What this leaves open is the other resource ceiling that big-model training keeps hitting: memory. Spot capacity makes compute cheap, but the model, its optimizer state, and its activations still have to fit somewhere, and on commodity spot hardware that somewhere may be smaller than the model demands. The next section attacks that directly, spilling state across the memory hierarchy so that even a modest, interruptible fleet can train a model larger than its aggregate accelerator memory would suggest.

Exercise 18.6.1: Read the Break-Even Conceptual

Using the cost model of Section 3, explain in words why a deeper spot discount and a cheaper checkpoint both push the break-even preemption rate higher, but in different parts of the formula $c_{\text{eff}} = c_{\text{sp}}(1 + C/T)/(1 - \lambda T/2)$. Then argue why, holding everything else fixed, a job that must accumulate more total useful hours $H$ does not change the per-useful-hour break-even, and what that implies about whether spot is more attractive for short jobs or long ones.

Exercise 18.6.2: Add a Recovery Cost Coding

Extend Code 18.6.2 so each preemption also pays a fixed restore-and-rejoin cost $R$ (the time to spin up a replacement, restore from the checkpoint store, and re-enter the rendezvous), independent of the checkpoint interval.
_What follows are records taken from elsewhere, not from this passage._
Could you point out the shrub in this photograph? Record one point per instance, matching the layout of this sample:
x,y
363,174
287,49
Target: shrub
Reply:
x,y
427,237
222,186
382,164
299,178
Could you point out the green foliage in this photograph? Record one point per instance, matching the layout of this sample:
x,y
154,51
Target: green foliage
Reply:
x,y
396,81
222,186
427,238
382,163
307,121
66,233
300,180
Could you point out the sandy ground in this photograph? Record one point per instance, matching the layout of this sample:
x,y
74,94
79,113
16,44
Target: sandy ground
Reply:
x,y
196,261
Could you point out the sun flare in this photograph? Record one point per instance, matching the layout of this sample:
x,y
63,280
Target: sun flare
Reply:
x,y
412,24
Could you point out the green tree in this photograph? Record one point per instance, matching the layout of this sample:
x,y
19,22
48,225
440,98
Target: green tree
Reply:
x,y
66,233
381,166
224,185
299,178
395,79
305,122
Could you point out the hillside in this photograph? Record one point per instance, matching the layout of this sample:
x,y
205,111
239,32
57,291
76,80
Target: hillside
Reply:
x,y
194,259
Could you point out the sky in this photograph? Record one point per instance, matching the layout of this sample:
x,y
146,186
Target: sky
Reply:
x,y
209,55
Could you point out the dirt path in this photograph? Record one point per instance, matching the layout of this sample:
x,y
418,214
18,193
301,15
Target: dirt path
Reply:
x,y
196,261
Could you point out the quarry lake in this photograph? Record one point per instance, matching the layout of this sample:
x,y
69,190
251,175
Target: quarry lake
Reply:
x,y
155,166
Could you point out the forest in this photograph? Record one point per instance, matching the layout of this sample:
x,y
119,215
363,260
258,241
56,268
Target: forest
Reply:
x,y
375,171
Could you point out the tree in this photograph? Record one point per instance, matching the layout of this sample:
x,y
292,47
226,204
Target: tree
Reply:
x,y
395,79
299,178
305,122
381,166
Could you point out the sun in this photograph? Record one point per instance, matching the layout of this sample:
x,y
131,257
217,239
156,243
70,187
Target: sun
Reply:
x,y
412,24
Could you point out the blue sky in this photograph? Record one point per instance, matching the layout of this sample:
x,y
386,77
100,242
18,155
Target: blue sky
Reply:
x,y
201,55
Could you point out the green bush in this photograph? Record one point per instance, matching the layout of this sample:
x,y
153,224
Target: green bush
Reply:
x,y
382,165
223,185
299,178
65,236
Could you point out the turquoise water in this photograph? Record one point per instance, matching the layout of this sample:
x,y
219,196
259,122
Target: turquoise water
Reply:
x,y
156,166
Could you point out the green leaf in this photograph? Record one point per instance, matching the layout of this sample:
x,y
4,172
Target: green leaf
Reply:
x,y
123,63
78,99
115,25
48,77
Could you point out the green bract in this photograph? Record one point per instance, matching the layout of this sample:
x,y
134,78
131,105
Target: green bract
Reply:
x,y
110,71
Add an $R$ term per preemption to the wall-clock and recompute the effective cost and break-even for $R = 0.05$ and $R = 0.2$ hours. Show how the optimal checkpoint interval shifts when restore is expensive, and explain why a large $R$ makes parameter replication (Section 4) more attractive than relying on checkpoint restore alone.

Exercise 18.6.3: Diversification Versus Correlated Preemption Analysis

Model a fleet of $K$ spot workers split across $z$ availability zones. Suppose a reclaim event hits one entire zone at once with probability $p$ per hour, removing $K/z$ workers simultaneously. Compare the expected number of workers lost per hour, and the variance, for $z = 1$, $z = 2$, and $z = 4$. Using the elastic-training behavior of Section 18.4, argue why higher $z$ lowers the variance of progress even when it does not lower the mean preemption rate, and connect this to the cost-aware placement decisions made by cluster schedulers in Section 3.9.